Berlin: He had been waiting for the call. A standout season for Serie A side Atalanta had finally piqued the interest of Germany coach Joachim Löw, who had traveled to Northern Italy on more than one occasion to assess whether Robin Gosens might be the answer to Germany's left-sided problem.
A powerful, marauding left-back who can also play further forward, Gosens has been a key figure in Atalanta's rise to prominence and status as the top scorers in Italy's top flight with a remarkable 70 goals in 25 domestic games. A strong defender with a penchant for getting forward, Gosens notched eight goals and five assists this season, establishing himself as one of the first names on the team sheet.
Gosens was widely expected to be called up for his first Germany caps in the March friendlies in Madrid against Spain, and against Italy in Nuremberg. Then the coronavirus struck.
From fairytale to corona epicentre
Atalanta, to the surprise of many, have enjoyed a couple of fine seasons. The Italian side qualifyed for the Champions League for the first time in their history, and then progressing through their group ahead of Shakhtar Donetsk despite losing their first three games. A convincing 8-4 aggregate win over Valencia had then set up an unprecedented Champions League quarterfinal. Atalanta had just gatecrashed the final eight of Europe's elite club competition, becoming the European football story of the year.
Atalanta were also able to handle the dual demands of their first foray into the Champions League with the weekly rigors of Serie A. Gosens and his team were fourth, ahead of the likes of Roma and AC Milan, when the football stopped.
It later became apparent that the spread of the coronavirus in Spain and northern Italy was accelerated by Atalanta's game against Valencia on February 19, a fixture played at the higher capacity San Siro in Milan, rather than Atalanta's smaller home stadium in Bergamo, also in the hardest-hit region of Lombardy.
The game, a huge moment in the club's history, was subsequently dubbed "Game Zero" by the Italian press.
The days after the game saw the numbers of coronavirus cases sky-rocket, and the decision to play that game, in that stadium, at a time when the virus was spreading, started to be questioned.
The return leg went ahead on March 10 without fans in Valencia.
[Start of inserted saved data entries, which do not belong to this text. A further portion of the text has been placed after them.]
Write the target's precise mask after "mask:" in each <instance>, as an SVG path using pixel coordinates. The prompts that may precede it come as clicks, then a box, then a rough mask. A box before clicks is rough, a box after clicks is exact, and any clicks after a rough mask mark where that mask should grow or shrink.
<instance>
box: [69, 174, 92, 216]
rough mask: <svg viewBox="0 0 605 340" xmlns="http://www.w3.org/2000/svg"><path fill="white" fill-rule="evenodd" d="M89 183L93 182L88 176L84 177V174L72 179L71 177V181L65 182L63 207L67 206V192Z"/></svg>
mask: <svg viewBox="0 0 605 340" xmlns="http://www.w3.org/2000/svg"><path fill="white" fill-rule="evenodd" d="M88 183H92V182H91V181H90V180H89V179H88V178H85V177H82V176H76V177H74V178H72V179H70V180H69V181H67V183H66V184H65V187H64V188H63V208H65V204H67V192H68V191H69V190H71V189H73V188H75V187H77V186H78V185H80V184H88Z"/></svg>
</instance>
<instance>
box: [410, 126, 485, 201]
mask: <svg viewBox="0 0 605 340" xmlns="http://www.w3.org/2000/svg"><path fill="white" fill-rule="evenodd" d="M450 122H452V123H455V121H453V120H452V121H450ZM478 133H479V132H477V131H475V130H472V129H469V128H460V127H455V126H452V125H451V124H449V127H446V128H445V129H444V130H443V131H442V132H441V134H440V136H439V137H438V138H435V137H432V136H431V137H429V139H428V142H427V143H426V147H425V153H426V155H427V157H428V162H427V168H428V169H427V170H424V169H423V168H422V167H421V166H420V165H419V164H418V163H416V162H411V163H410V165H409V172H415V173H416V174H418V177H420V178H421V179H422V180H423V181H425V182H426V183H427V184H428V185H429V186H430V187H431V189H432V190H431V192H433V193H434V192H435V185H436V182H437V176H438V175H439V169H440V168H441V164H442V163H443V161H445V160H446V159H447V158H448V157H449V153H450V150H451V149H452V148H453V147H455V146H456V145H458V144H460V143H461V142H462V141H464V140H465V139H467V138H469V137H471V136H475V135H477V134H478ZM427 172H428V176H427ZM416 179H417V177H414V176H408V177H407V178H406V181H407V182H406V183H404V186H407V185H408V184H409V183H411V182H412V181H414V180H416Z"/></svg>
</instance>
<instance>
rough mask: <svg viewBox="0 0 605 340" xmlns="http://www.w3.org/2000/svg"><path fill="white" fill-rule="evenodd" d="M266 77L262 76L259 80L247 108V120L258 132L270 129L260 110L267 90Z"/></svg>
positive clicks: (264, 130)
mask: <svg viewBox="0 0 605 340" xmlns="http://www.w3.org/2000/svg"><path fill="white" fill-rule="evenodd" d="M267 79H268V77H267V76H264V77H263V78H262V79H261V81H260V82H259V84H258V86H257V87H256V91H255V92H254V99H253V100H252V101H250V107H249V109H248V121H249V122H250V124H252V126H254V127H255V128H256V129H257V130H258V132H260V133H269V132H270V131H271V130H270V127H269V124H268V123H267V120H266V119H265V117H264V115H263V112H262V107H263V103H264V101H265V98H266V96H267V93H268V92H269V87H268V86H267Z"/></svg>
Soon after, a third of Valencia's players and staff tested positive as well as Atalanta's goalkeeper Marco Sportiello.
While some restrictions are slowly being loosened in Italy, the prospect of a return to domestic football in Serie A – even behind closed doors – remains distant.
Gosens' rise put on hold
From a football perspective, it's been an unfortunate chain of events for Gosens, who was just starting to gain recognition in Germany and reportedly attracting interest from other big European clubs.
Gosens' rise to football prominence is on hold. Rather than the football team being a story of celebration for Atalanta, the 1.1 million population city of Bergamo is instead fighting to overcome the coronavirus.
The 25-year-old, born on the border with the Netherlands to a Dutch father and German mother, is a product of Vitesse Arnhem's academy and remains a relatively unknown quantity in his homeland, having never played any level of football in Germany. While that will remain the case for a while longer, it seems only a matter of time before he becomes a household name in Germany too.